Le film retraçant l'histoire d'Eysses est décidé lors du 40ème congrès en 1985 pour donner un contenu plus historique que celui du livre édité précédemment. Le film tourné à Villeneuve-sur-Lot et à Eysses en février 1986, sort en janvier 1987, sous le titre « Eysses, une prison dans la Résistance ». Il retrace en cinquante deux minutes les victoires remportées dans la prison, le grand dessein : l'évasion du 19 février et son échec, ce qu'était l'esprit d'Eysses, fait de tolérance, de civisme, d'abnégation, tout en le replaçant bien dans le contexte. Le témoignage de Robert Courtois est recueilli par Anna Dupuis-Defendini dans une cellule. 

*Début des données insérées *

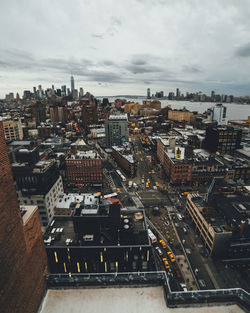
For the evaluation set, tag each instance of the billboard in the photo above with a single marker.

Né en 1916 à Lillers, Robert Courtois, militant communiste, exerce la profession de terrassier à Paris. Arrêté en février 1940, il est condamné à trois ans de prison par le tribunal militaire de Paris. Emprisonné à Eysses le 14 janvier 1941 (malgré qu’il dise novembre 1940 dans le film), il est libéré le 23 octobre 1942 et rejoint les rangs des FTP dans le Pas-de-Calais.
Son témoignage est axé sur le « régime excessivement dur » en vigueur à Eysses lorsqu’il y est incarcéré en novembre 1940 : le port des sabots, la marche de ¾ d’heure au pas cadencé dans les préaux, le silence absolu… Parmi les quelques politiques présents à Eysses en 1940, l’un d’eux (Yves Péron selon plusieurs témoignages) sollicite le régime politique. La direction lui donne une réponse négative arguant d’une part du fait que ce type de régime « n’existe pas en temps de guerre » et d’autre part qu’ils ne sont pas considérés comme des politiques mais comme des « traîtres ».


Auteur : Fabrice Bourrée
Sources : Documentation Corinne Jaladieu.

Contexte historique

Le 15 août 1940, Eysses passe sans transition d’un établissement destiné aux mineurs à une centrale de force destinée aux adultes considérés comme les plus dangereux. Alors que le nombre de détenus oscillait avant guerre autour de deux cents, en juin 1940, suite à la débâcle et à l’exode pénitentiaire, l’effectif atteint 7 à 800 détenus. Mais la prison ne comptera jusqu’au 30 septembre 1943 que 10% de politiques, comptant dans ses murs essentiellement des prisonniers de droit commun condamnés pour vols. Le régime carcéral qui s’applique est celui propre aux maisons centrales. Les premiers « politiques » (ils ne sont que 7) arrivent à Eysses en 1940 en provenance de la maison centrale de Poissy. Bagnards en tenue de bure, les quelques politiques demeurent mêlés aux droits communs. Dans la journée, les prisonniers travaillent dans les ateliers de la centrale. L’obligation de silence est de rigueur, de même que la marche au pas cadencé. L’alimentation de base est insuffisante, de façon à pousser le détenu à s’assurer un surplus grâce à son travail. Néanmoins, une instance est prévue permettant un dialogue entre surveillants et surveillés où les réclamations de ces derniers sont légales.


D’après Corinne Jaladieu, La prison politique sous Vichy. L’exemple des centrales d’Eysses et de Rennes, L’Harmattan, 2002.

Sources complémentaires : Amicale des anciens d’Eysses, Eysses contre Vichy, 1940-…, Editions Tiresias, 1992.